English rugby union player

Miles Reid (born 5 September 1998) is a professional rugby union player who plays for Bath Rugby as a back row forward.

==Career==
Reid made his senior debut for Bath in January 2018 against Newcastle Falcons in the Anglo-Welsh Cup. Bath won 21–8 at The Rec'.

He received praise for his performance against Ospreys as Bath won 32–19 to make the 2017–18 Anglo-Welsh Cup semi finals.

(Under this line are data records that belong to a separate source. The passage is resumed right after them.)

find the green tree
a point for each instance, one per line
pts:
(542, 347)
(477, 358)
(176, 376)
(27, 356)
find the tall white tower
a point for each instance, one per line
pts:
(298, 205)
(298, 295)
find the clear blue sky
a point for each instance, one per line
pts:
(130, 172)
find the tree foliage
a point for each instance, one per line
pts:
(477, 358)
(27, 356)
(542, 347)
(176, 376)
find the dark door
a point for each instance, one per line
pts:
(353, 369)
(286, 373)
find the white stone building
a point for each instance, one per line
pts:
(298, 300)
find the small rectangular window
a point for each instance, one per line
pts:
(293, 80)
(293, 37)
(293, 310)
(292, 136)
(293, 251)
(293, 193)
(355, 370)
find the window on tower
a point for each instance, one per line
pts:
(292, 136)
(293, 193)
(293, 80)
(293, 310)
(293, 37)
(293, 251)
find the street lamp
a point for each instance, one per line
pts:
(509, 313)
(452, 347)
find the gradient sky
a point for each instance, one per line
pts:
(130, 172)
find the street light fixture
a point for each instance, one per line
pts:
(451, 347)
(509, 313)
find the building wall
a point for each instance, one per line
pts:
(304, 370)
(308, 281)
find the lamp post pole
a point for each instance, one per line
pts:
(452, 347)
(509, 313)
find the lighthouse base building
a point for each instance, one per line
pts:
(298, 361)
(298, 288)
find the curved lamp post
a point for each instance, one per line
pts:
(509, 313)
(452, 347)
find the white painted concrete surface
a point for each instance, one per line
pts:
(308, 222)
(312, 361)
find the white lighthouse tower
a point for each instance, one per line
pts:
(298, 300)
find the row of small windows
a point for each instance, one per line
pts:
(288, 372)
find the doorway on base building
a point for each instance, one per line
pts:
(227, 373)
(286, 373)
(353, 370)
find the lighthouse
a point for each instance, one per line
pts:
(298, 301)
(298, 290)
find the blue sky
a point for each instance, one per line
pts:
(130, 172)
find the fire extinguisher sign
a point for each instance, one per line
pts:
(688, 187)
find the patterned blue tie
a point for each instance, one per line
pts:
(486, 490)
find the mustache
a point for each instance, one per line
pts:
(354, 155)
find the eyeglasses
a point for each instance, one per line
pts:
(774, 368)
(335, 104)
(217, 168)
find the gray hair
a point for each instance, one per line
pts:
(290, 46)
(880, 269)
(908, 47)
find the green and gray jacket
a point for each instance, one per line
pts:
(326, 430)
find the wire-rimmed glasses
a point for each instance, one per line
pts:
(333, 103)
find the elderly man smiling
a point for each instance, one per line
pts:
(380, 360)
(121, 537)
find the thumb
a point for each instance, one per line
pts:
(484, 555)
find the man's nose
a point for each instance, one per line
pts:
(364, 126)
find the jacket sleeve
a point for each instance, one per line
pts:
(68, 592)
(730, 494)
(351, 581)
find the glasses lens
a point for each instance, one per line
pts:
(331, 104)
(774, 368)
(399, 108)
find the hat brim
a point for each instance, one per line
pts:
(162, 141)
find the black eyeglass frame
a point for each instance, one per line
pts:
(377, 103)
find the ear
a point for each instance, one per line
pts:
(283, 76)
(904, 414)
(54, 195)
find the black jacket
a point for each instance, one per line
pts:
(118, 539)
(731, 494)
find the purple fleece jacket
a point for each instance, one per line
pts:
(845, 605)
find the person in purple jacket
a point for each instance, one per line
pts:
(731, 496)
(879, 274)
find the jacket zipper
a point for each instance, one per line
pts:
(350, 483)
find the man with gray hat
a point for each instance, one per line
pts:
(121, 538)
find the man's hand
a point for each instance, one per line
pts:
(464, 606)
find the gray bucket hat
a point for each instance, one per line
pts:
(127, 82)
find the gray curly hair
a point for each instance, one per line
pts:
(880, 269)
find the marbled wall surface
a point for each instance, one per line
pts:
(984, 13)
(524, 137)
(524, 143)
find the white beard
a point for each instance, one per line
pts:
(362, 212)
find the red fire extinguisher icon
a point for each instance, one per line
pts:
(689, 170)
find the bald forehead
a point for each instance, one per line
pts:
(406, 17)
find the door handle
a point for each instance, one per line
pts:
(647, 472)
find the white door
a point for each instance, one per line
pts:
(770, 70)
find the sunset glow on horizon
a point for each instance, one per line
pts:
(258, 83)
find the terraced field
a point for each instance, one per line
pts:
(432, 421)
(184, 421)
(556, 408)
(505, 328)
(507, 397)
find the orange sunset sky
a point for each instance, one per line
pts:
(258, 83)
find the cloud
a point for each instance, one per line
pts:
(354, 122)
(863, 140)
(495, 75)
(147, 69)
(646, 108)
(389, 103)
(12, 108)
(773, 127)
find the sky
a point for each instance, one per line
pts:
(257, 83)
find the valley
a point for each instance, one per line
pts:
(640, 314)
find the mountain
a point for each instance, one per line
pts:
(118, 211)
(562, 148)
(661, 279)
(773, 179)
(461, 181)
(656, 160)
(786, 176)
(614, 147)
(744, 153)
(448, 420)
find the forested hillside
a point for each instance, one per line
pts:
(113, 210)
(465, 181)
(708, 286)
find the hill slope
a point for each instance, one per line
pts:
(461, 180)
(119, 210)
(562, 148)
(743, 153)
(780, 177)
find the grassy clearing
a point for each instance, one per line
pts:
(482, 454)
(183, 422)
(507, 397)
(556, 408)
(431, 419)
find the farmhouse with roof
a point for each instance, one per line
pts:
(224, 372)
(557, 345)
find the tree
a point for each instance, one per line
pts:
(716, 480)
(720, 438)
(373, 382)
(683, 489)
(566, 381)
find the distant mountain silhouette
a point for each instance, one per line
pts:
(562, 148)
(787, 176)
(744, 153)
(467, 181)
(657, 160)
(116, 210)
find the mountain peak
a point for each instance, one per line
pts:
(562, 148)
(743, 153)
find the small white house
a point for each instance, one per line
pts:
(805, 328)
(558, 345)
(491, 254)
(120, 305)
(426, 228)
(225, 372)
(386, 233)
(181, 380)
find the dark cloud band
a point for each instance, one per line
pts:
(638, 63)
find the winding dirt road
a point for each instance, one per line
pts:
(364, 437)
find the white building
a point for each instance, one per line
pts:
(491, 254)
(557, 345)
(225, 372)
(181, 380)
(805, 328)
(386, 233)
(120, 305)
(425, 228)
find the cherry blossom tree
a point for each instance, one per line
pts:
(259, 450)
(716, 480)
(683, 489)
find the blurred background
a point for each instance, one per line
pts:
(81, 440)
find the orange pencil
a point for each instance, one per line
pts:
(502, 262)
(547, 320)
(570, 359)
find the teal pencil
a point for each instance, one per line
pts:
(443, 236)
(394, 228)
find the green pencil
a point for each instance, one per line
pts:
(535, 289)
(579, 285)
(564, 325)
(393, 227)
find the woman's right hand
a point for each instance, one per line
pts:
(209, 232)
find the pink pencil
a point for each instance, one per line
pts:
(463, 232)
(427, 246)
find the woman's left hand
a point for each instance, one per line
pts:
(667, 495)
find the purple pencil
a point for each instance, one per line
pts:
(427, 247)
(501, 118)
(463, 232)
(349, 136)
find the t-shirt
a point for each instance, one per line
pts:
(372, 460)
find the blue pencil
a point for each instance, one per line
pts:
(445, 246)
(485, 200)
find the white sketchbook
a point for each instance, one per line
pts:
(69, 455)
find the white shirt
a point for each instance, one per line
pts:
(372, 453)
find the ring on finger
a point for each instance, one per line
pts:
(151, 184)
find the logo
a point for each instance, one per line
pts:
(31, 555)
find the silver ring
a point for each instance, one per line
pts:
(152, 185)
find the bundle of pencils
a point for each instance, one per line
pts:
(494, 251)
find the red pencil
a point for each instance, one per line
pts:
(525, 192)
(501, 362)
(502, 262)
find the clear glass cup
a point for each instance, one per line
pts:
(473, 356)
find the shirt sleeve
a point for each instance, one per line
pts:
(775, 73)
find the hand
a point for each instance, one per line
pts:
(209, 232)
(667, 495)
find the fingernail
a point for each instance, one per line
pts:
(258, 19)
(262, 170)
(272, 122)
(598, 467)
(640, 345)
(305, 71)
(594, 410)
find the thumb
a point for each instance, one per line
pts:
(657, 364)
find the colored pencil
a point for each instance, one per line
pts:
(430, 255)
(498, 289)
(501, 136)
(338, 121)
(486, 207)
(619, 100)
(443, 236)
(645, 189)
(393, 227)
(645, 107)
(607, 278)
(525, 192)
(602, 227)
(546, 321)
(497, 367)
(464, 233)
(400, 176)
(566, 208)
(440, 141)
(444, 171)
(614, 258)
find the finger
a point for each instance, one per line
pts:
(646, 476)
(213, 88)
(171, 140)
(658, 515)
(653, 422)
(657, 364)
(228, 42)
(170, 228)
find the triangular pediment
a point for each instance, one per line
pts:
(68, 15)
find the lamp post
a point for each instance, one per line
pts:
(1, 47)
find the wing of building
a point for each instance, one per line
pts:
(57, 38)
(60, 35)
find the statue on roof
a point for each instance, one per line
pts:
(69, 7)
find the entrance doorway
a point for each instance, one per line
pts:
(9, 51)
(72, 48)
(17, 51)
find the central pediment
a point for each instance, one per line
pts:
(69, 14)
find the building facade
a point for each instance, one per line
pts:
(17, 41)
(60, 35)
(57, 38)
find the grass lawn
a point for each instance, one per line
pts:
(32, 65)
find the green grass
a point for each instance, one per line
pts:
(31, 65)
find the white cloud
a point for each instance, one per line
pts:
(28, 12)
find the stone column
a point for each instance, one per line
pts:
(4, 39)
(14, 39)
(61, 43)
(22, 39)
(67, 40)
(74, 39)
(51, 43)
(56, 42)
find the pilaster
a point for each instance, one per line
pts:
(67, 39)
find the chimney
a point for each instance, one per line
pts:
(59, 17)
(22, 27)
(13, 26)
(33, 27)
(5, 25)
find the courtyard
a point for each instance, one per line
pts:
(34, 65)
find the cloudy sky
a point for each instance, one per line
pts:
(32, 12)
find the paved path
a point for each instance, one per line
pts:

In February 2024, Reid signed a new three-and-a-half-year contract with Bath, having made 91 first team appearances, including several as captain. He was named in the Bath starting XV for his 100th appearance for Bath at the Rec' against Northampton Saints on the opening day of the 2024-25 season. That season, he was in the Bath matchday squad for the Premiership Rugby Cup final as Bath defeated Exeter Chiefs to win their first domestic trophy since 1996. He also started as Bath secured a 23–21 victory over Leicester Tigers in the 2024–25 Premiership Rugby final.

On 27 December 2025, Reid made his 100th league appearance for Bath, against Northampton Saints, at the Rec'.

==Personal life==
His father Mark played for Bath Rugby in the 1980s. Reid was educated at Beechen Cliff School, Bath, alongside Bath Rugby teammates Tom de Glanville and Orlando Bailey.